So said the owner of a restaurant near a major ski resort in New Hampshire, when he was asked what he wrote about in his restaurant blog. Its purpose: to retain customers. Not “to sell sandwiches via PayPal” nor to tell strangers they should come and eat.
So how would his blog help him get new customers?
“Word of mouth,” he said. From happy customers who read his blog.
And to keep his patrons interested in his place during the off months, his blog talks about what his patrons talk about, like ski and river conditions, historic tidbits on a perilous ravine right in his backyard where extreme skiing began…(From the blog book, Naked Conversations.)
This is of course the idea in Seth Godin’s little ebook “Flipping the Funnel.” Let your happy customers sing your praises to bring in new converts for your new thing. Not you.

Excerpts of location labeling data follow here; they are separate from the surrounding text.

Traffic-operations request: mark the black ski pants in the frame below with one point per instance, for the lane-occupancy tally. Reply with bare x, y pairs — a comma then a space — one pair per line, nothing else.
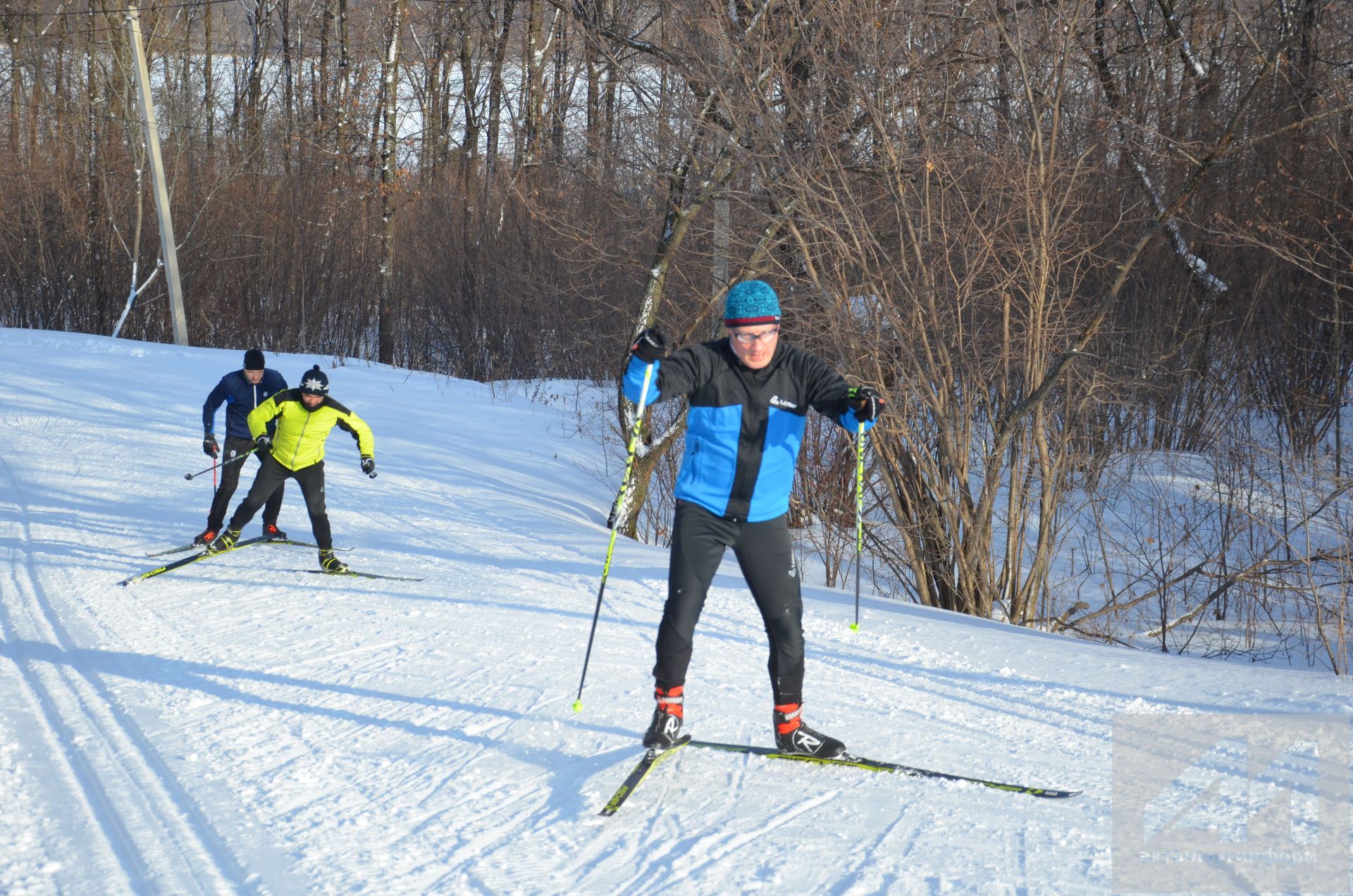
766, 555
230, 481
270, 481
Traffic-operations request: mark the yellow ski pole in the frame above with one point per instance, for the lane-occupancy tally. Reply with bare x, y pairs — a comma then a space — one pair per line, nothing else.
614, 517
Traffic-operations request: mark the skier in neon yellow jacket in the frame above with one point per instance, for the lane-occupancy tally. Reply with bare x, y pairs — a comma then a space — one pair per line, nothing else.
297, 451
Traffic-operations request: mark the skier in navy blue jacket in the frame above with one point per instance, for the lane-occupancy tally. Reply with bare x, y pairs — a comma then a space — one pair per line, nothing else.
240, 392
748, 404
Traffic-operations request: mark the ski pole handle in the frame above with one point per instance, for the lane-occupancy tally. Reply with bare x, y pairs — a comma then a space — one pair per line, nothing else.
614, 515
190, 475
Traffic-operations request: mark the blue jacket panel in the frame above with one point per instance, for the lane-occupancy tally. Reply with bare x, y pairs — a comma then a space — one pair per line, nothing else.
710, 461
240, 397
744, 427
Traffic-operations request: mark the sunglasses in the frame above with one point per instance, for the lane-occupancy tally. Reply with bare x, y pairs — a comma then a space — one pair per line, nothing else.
747, 339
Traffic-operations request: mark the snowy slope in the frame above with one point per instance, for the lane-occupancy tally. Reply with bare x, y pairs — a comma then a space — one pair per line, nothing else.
238, 726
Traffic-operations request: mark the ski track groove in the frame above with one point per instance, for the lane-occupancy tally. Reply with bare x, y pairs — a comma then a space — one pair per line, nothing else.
731, 845
85, 719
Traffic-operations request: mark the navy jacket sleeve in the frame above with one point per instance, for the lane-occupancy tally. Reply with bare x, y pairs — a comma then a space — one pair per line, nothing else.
827, 394
214, 399
681, 374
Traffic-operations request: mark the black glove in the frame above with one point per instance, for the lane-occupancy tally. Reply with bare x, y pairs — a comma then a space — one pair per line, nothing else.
650, 347
866, 404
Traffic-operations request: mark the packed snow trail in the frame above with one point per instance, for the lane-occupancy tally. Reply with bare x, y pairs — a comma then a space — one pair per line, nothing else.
236, 727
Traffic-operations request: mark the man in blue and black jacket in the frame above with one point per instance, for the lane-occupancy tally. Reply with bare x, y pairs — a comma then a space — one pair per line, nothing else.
748, 404
240, 392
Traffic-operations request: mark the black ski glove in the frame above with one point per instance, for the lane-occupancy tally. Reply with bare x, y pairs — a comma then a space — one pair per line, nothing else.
866, 404
650, 347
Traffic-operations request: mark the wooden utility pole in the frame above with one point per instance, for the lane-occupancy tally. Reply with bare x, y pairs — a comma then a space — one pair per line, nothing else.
157, 180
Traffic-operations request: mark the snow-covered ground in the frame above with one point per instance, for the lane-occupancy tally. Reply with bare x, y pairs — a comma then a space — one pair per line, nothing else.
242, 726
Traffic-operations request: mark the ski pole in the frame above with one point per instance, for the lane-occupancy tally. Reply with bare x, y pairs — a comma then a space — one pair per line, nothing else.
860, 515
237, 459
614, 517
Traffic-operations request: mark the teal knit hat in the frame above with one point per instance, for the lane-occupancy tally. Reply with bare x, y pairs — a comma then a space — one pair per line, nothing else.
751, 302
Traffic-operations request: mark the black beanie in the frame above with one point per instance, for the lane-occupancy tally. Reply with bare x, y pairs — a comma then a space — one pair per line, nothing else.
314, 382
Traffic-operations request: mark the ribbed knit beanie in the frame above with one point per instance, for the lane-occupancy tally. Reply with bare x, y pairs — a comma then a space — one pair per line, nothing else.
314, 382
751, 302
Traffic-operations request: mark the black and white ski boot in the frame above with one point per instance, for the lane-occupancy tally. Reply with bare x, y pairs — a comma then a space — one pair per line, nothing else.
223, 542
666, 726
795, 738
329, 564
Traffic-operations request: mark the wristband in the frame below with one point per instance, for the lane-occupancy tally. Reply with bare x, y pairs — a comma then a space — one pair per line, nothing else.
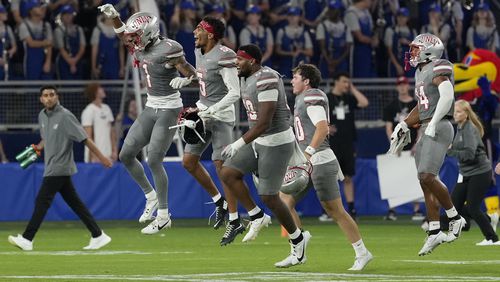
120, 29
310, 150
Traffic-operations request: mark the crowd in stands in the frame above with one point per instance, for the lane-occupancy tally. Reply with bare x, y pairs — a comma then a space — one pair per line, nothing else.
68, 39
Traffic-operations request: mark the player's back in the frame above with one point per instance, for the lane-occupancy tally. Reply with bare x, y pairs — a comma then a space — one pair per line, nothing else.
208, 67
304, 127
266, 79
155, 68
426, 91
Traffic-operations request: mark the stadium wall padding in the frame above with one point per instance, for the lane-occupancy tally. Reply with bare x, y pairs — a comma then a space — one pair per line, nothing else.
111, 194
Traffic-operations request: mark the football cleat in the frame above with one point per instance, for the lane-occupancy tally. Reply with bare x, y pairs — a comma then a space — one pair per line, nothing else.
297, 254
21, 242
361, 261
255, 226
156, 225
431, 242
455, 229
232, 230
149, 209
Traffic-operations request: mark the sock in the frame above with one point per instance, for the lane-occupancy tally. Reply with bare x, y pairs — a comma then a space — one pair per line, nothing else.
296, 236
254, 211
434, 227
163, 213
151, 195
452, 213
216, 198
233, 216
359, 248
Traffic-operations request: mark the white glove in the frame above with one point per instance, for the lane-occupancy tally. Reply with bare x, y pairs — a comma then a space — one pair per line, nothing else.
179, 82
207, 113
430, 130
109, 11
233, 148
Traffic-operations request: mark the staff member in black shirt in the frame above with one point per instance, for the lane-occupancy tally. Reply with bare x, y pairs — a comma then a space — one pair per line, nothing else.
59, 128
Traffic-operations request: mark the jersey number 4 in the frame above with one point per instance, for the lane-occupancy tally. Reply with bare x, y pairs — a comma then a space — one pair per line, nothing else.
422, 99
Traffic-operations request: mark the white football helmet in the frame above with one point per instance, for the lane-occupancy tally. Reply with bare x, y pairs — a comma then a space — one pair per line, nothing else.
424, 48
296, 179
145, 27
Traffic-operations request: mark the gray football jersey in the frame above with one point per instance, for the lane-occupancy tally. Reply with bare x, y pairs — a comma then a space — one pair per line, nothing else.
154, 66
208, 66
254, 89
304, 127
428, 93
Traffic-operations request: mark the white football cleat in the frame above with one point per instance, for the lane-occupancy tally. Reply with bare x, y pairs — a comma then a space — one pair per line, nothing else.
361, 261
255, 226
98, 242
21, 242
455, 229
431, 242
156, 225
298, 253
494, 220
149, 209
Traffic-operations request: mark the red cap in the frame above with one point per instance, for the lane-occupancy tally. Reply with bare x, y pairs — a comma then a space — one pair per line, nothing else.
402, 79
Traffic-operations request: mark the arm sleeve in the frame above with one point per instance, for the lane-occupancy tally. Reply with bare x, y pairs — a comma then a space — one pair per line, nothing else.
74, 129
230, 78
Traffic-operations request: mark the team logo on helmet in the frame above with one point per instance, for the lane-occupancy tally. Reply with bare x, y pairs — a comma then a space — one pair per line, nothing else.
191, 127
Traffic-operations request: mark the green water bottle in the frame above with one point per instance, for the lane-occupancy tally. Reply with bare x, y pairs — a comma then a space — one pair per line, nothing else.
25, 153
30, 159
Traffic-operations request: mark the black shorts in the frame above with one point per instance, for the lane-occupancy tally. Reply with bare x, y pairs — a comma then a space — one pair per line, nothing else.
346, 155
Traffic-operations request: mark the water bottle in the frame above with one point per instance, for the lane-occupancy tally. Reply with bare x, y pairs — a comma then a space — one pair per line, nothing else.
25, 153
29, 159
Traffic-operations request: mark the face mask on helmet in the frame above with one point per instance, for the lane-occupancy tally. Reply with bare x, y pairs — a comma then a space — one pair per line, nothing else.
143, 29
424, 48
191, 127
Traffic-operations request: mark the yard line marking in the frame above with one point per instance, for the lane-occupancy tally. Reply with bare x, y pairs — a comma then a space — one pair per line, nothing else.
252, 276
452, 261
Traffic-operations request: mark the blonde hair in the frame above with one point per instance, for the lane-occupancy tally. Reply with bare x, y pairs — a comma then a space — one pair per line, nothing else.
471, 115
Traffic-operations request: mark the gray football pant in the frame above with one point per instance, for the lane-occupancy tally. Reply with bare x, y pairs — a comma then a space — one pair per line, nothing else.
150, 128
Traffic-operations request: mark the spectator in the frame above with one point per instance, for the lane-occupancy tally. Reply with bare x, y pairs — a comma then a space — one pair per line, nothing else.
8, 46
397, 42
359, 21
37, 37
3, 157
183, 23
229, 39
483, 34
108, 55
394, 113
343, 100
97, 120
437, 26
255, 33
335, 41
293, 43
70, 41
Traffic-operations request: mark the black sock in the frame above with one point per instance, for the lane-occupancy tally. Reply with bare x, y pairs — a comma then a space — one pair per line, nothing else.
258, 215
298, 239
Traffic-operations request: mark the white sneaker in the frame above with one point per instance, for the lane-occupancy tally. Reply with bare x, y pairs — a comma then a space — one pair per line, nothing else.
21, 242
494, 220
361, 261
455, 229
298, 253
149, 209
255, 226
431, 242
156, 225
98, 242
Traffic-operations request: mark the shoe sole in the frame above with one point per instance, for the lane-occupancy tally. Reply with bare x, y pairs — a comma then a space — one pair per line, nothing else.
151, 217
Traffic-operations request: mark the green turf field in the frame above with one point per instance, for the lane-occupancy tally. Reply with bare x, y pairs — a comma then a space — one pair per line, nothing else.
190, 251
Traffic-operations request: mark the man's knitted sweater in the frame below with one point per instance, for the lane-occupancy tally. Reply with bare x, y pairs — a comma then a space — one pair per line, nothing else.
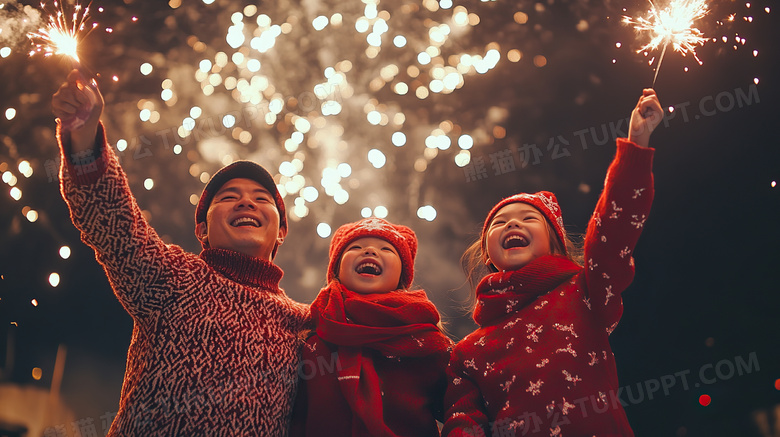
215, 346
541, 363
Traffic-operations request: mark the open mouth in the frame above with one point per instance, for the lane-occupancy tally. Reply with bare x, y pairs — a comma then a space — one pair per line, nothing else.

“No one wants to hear how wonderful we think we are.”
But tell that to network marketers. Each one’s program is touted as “the greatest thing since…” and everyone’s products “sell themselves.” Other marketers do it too: the wrong people are doing the talking. (Thanks gulliver, for this link.)
Almost no one believes marketers anymore, and the more they scream about how they’re the best, biggest, brightest and finest, the more suspicious we all become.
When I was teaching English as a Second Language years ago at Boston University, the teacher trainer I had told me I should talk louder to my students – newly arrived Vietnamese learning English.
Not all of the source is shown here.